When the Jewish people originally went down to Egypt, Josef set aside a place for them in Goshen. It may have been the Jewish people’s own space, but it was still an alien land, and they paid a price; the influence of the Egyptians affected them. After the death of Josef and his brothers, they began to work for the Egyptians, but over time that turned into oppression and affliction.

It’s similar on a personal level. We innocently wander away from our home turf, the values of our home, and we find ourselves in a foreign place. These days you don’t even have to leave your house to do it. It doesn’t seem so bad at first. There is right and wrong after all, but little by little we can pick up some very bad habits, ones that we ourselves don’t even want.

So what did the Jewish people do to get out of Egypt?

While it was God who took them out, the Jewish people got the ball rolling. The verse says, “The Children of Israel groaned because of the work and they cried out” (Exodus 2:23). The groan was a plea for the hard labor to stop, but the cry was a prayer, a desire to be close to God. Together they initiated the process of redemption. “God heard their groaning, and God remembered His covenant” (Ex. 2:24). Even though the servitude and affliction had not yet stopped, that cry created hope. It wasn’t until “Israel saw the Egyptians dead on the seashore” (Ex 14:30) that the layers of slavery had been peeled away, but the process had begun.
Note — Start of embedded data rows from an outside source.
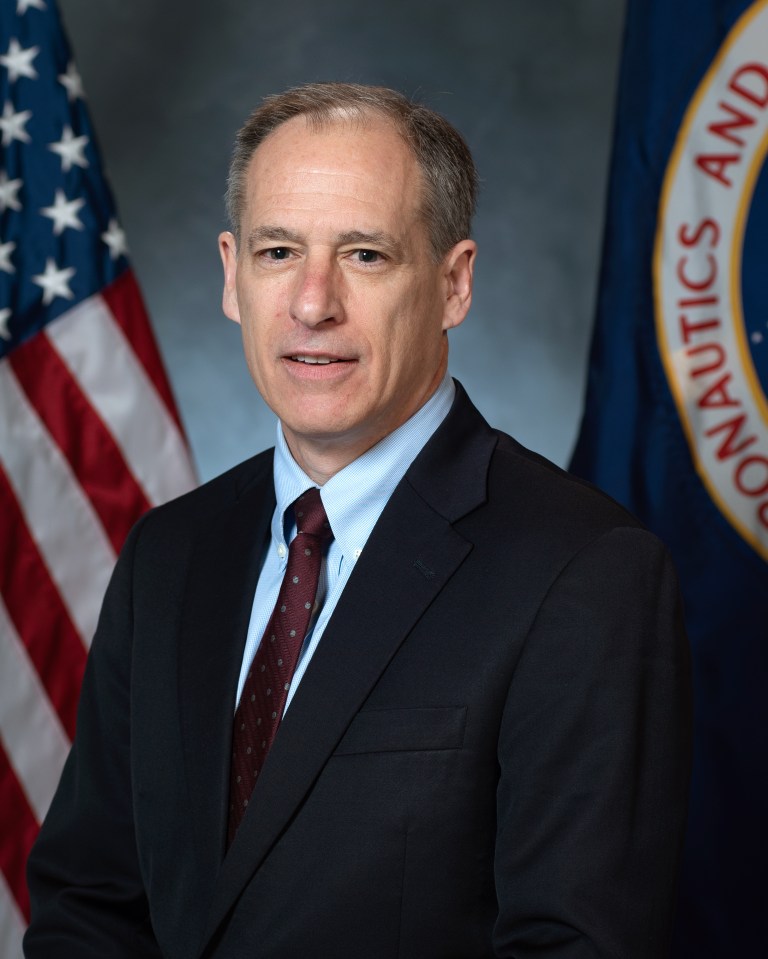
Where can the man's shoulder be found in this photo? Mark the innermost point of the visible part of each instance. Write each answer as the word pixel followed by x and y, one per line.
pixel 199 506
pixel 535 482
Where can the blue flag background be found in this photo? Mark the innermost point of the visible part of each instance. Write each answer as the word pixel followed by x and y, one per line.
pixel 676 419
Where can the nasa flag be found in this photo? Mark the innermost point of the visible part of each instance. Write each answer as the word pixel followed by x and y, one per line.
pixel 676 417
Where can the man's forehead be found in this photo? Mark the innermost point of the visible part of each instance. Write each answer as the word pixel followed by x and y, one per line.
pixel 346 158
pixel 370 138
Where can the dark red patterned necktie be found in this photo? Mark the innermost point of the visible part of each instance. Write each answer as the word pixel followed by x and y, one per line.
pixel 266 687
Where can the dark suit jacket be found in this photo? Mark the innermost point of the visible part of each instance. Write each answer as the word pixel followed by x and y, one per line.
pixel 488 755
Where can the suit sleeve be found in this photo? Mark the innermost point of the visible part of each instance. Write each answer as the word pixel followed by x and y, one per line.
pixel 594 754
pixel 85 883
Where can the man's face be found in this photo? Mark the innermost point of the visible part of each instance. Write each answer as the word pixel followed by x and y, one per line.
pixel 343 309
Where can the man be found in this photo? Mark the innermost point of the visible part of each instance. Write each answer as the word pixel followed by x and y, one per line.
pixel 482 749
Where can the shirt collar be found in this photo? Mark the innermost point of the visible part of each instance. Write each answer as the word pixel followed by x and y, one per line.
pixel 355 497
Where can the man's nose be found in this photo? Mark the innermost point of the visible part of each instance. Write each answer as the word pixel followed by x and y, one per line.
pixel 315 298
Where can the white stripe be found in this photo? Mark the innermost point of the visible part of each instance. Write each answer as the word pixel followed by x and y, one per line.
pixel 57 512
pixel 34 738
pixel 98 355
pixel 11 923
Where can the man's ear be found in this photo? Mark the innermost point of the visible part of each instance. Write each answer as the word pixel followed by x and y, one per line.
pixel 228 251
pixel 459 265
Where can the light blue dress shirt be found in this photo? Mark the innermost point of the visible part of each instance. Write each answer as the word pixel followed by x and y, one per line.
pixel 353 499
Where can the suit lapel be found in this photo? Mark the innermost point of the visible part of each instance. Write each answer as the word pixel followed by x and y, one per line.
pixel 414 550
pixel 220 588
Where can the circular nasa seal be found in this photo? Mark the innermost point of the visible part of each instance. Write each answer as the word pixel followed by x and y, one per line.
pixel 709 274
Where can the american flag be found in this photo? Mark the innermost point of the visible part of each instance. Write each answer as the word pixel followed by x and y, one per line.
pixel 89 434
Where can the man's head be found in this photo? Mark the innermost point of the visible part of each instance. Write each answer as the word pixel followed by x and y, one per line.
pixel 450 181
pixel 336 278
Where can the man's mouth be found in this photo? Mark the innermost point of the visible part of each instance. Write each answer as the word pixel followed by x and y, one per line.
pixel 319 360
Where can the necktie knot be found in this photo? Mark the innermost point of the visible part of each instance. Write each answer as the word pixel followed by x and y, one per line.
pixel 309 512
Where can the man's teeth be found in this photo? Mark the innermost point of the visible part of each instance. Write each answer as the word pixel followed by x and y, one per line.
pixel 313 359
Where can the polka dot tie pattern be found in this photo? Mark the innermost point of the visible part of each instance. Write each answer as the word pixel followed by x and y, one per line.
pixel 266 687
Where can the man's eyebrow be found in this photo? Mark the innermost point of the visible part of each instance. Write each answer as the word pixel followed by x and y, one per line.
pixel 378 238
pixel 271 234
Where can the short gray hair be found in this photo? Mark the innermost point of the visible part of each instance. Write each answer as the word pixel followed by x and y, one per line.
pixel 446 164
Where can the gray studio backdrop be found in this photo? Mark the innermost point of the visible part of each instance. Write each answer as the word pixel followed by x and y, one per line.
pixel 530 83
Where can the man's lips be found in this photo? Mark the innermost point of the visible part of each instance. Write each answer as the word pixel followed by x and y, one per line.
pixel 299 358
pixel 317 359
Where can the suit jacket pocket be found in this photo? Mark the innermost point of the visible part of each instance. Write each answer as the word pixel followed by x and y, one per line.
pixel 404 730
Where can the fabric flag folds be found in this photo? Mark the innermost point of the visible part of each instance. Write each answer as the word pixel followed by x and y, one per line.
pixel 89 434
pixel 676 417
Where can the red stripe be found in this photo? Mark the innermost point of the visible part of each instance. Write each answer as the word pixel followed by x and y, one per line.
pixel 19 831
pixel 76 427
pixel 123 298
pixel 38 612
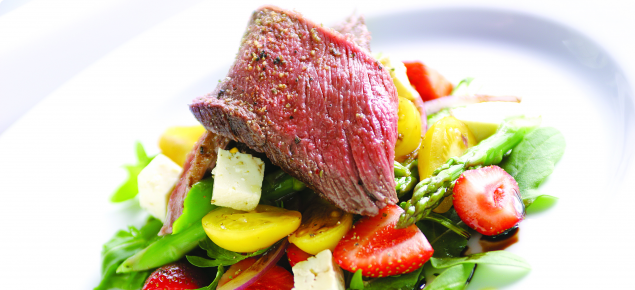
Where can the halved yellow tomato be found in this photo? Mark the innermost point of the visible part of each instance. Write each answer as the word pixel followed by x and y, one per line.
pixel 242 231
pixel 176 142
pixel 408 128
pixel 323 226
pixel 447 138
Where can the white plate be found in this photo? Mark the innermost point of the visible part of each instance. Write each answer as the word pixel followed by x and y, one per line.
pixel 62 161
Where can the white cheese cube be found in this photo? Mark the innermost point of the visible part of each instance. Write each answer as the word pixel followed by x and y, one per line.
pixel 237 180
pixel 319 272
pixel 156 182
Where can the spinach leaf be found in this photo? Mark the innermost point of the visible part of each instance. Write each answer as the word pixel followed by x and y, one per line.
pixel 123 245
pixel 129 189
pixel 445 242
pixel 401 282
pixel 452 278
pixel 219 273
pixel 533 159
pixel 219 255
pixel 503 258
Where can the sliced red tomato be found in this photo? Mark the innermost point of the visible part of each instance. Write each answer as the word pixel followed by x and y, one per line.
pixel 277 278
pixel 296 255
pixel 487 199
pixel 379 250
pixel 427 81
pixel 176 276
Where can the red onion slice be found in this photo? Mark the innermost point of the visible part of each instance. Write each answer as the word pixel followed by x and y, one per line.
pixel 439 104
pixel 255 271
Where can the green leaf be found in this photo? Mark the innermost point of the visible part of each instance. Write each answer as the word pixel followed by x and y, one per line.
pixel 538 201
pixel 356 282
pixel 534 158
pixel 453 278
pixel 196 205
pixel 502 258
pixel 123 245
pixel 129 189
pixel 219 273
pixel 219 255
pixel 401 282
pixel 433 118
pixel 445 242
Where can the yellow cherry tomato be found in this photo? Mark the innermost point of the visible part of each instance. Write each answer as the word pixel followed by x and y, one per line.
pixel 408 128
pixel 323 226
pixel 447 138
pixel 176 142
pixel 242 231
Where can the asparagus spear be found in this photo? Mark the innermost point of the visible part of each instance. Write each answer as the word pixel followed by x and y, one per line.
pixel 406 183
pixel 431 191
pixel 401 170
pixel 165 250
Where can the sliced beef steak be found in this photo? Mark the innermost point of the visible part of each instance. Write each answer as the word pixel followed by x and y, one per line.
pixel 202 157
pixel 317 104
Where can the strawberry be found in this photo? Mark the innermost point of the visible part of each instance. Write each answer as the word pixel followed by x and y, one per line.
pixel 296 255
pixel 376 247
pixel 487 199
pixel 427 81
pixel 177 276
pixel 276 278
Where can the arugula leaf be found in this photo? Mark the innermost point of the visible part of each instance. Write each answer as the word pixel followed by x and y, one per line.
pixel 219 255
pixel 129 189
pixel 445 242
pixel 538 201
pixel 533 159
pixel 452 278
pixel 123 245
pixel 401 282
pixel 219 273
pixel 502 258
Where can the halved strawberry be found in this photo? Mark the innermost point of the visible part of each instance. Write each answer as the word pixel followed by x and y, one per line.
pixel 488 200
pixel 378 249
pixel 428 82
pixel 276 278
pixel 296 255
pixel 177 276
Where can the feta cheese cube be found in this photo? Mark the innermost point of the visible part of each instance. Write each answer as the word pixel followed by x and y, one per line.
pixel 237 180
pixel 319 272
pixel 155 183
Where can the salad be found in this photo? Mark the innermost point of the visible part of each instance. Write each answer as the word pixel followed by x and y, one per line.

We have to do the same thing. We have to want the better thoughts, healthier habits, close relationships, and a connection to God. We don’t have to have all the answers, but we have to care enough to cry out, “Over here! Me. I want good things. I want a relationship.” That’s our part. Then miracles can happen.

That desire to not merely run away from problems, but to go forward toward something positive is the message of the fourth word of redemption – “I will take you out.” The first three steps in the process of redemption are leaving Egypt, leaving all the negative stuff we no longer want behind. The fourth stage is striving toward a healthier, happier life. To be taken requires that we want God to take us. When we get that clear, there are no limits to the freedom and happiness we can experience.

How does the Passover Seder help us achieve this?

The amazing opportunity of Seder night is that God tells us that we have a chance to jump in an unnatural, miraculous way from a state of exile, our world of limitations, to get a taste of total redemption – freedom. (That is one of the meanings of “Passover” – we have the opportunity to make a leap in spiritual growth.)

Even more than that, we are given a “jump suit” – the way to experience that leap. It’s called the four cups of wine. As we drink each cup we want to move through the steps in the process of redemption, shedding the levels of slavery and opening ourselves to a world of true freedom.

So in order to prepare, ask yourself: what is enslaving you? What values or habits are preventing you from being who you want to be? Consider how that creates alienation, enslavement, and affliction in your life. Picture what life would be like with those blocks removed. Then go to the Seder with great anticipation. Before each of the first three cups of wine, ask God to take away the things that are holding you back. Then before the fourth cup of wine, ask God to take you to a place of freedom and joy.